Когда все желающие промчались мимо, я отстранился от стены и пошел следом. Подобные вещи не свершаются впопыхах. Все соберутся, потом кто-нибудь обязательно скажет речь, чтобы подбодрить противников и разогреть толпу. Непременно будет томительная пауза. Поединок — это не пустые слова. Думаю, они дождутся тех, кто спешит сейчас по лестнице.
В Школе оказалось куда больше народу, чем я сначала подумал. Галдеж был слышен из-за домов. Во второй раз затрубила труба, и я на мгновение оглох от дрожания ее призывного голоса.
Неторопливо выйдя на площадь перед воротами, и стараясь держаться тени, отбрасываемой стеной, я остановился под прикрытием ворот, наблюдая через головы одетых в разноцветные рубахи, учеников школы за тем, как натягивают стропы, вставляя колышки в незаметные под белой пылью, пазы. Получалась большая, ограниченная веревочными стенами арена.
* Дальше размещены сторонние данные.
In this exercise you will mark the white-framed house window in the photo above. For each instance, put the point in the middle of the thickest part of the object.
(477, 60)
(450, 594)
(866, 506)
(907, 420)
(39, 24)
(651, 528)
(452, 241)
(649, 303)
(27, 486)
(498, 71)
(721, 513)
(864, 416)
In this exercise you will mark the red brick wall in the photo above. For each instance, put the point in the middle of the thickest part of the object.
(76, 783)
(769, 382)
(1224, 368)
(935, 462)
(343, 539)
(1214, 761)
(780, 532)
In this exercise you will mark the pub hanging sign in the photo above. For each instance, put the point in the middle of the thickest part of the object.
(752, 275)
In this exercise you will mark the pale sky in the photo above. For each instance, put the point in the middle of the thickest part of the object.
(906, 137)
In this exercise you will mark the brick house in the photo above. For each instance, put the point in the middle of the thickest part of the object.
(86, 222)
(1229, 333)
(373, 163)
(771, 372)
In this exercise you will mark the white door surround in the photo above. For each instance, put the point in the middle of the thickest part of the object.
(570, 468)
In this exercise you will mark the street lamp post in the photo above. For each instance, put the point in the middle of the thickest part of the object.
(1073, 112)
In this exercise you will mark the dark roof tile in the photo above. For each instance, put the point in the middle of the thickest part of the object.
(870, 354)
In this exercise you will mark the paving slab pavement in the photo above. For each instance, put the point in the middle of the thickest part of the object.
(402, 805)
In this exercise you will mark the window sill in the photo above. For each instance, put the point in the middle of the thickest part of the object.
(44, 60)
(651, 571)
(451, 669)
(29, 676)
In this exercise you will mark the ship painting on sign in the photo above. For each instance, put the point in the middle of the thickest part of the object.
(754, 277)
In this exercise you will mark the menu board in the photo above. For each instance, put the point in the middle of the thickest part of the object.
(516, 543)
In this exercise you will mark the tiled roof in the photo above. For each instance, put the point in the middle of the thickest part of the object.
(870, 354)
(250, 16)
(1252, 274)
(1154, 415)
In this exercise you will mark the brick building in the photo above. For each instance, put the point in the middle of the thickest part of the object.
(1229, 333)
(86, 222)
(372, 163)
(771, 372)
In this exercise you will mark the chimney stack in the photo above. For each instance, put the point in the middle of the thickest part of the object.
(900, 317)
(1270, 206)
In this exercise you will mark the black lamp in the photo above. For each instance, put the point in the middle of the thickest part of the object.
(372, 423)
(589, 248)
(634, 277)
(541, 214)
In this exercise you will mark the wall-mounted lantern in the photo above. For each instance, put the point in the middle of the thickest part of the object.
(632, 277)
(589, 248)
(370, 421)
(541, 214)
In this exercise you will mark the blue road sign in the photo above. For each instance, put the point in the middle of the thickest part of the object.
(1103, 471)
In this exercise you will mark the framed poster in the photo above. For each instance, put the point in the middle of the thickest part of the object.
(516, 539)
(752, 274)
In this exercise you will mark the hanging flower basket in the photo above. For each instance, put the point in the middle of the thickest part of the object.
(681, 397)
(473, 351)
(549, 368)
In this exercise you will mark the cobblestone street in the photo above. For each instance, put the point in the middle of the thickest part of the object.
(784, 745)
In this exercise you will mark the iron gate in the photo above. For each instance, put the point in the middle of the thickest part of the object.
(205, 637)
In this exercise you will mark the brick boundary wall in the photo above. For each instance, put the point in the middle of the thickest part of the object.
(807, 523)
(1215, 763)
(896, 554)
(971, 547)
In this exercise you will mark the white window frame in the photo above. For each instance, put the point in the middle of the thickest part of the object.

На крыльцо центральногоо дома уже выносили громоздкое резное кресло из белого блестящего камня. По краям крыльца установили две пузатых — с метр в диаметре — вазы с водой, которые притащили раздетые по пояс мужчины. На воде плавали огромные цветы, похожие на фиолетовые водяные лилии.
У кресла поставили высокий круглый столик с тарелкой, полной неизвестных мне розовых плодов, и скамеечку для ног.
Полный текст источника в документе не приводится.